Wednesday, 4 October 2017: 16:30
National Harbor 6 (Gaylord National Resort and Convention Center)
The efficient conversion of solar energy to fuels through electrochemical processes requires optimizing the photovoltage and current for an ideal coupling with the electrolysis reaction. A modular architecture for tandem photovoltaics is explored and modeled as a strategy to drive an arbitrary electrolysis reaction from sunlight to produce the maximum fuel product in a day. Non-monolithic tandem solar cells based on Si and organometal halide perovskites are simulated in two-terminal and four-terminal arrangements and coupled with experimental data on water-splitting and CO2 reduction to predict the performance of an integrated solar fuels system.
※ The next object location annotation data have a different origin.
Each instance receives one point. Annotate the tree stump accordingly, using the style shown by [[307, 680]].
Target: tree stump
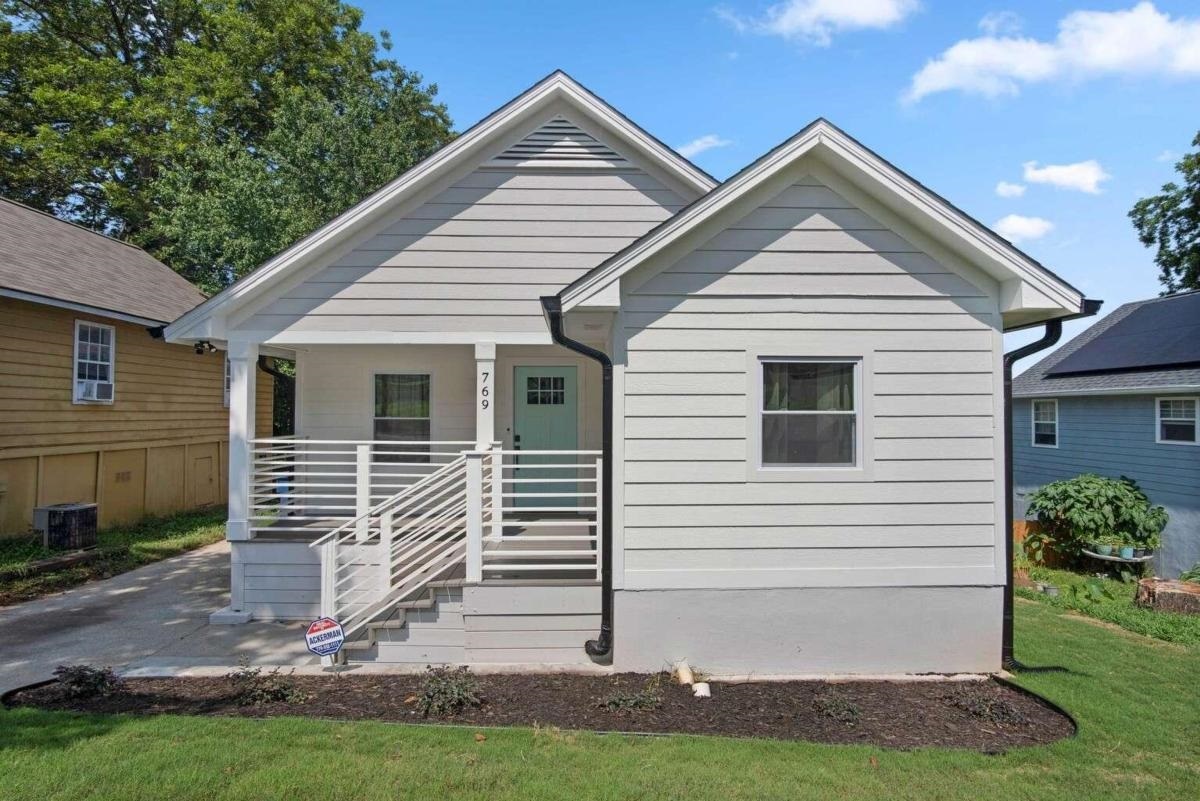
[[1169, 596]]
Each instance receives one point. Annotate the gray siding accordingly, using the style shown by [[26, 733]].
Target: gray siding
[[479, 254], [1114, 435], [809, 275]]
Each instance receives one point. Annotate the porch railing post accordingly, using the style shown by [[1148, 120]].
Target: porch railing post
[[599, 501], [474, 516], [385, 527], [363, 489], [497, 487]]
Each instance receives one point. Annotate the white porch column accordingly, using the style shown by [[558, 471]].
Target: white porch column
[[243, 359], [485, 395]]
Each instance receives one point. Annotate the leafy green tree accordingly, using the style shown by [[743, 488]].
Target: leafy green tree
[[233, 208], [100, 100], [1170, 222]]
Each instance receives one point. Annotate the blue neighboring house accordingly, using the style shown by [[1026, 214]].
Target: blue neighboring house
[[1121, 398]]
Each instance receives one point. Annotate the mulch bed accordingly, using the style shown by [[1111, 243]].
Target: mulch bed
[[979, 715]]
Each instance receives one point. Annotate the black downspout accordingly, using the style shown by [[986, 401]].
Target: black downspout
[[1053, 333], [601, 645]]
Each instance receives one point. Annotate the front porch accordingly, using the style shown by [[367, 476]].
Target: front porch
[[423, 477]]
An appropriately designed four-terminal system is modeled to match or exceed the output of a two-terminal system. The four-terminal configuration leads to a 15.8% increase in daily H2 production with a 1.5 eV/1.12 eV system, and a 5.3% increase with a more ideal 1.74 eV/1.12 eV combination. The four-terminal system is also simulated to match the production of formic acid and increase the production of ethylene by 20.4% in a Cu-catalyzed CO2 reduction process compared to a two-terminal tandem arrangement. The effects of series resistance in non-monolithic tandem devices are modeled as well, showing a much greater tolerance to cell width in the four-terminal systems.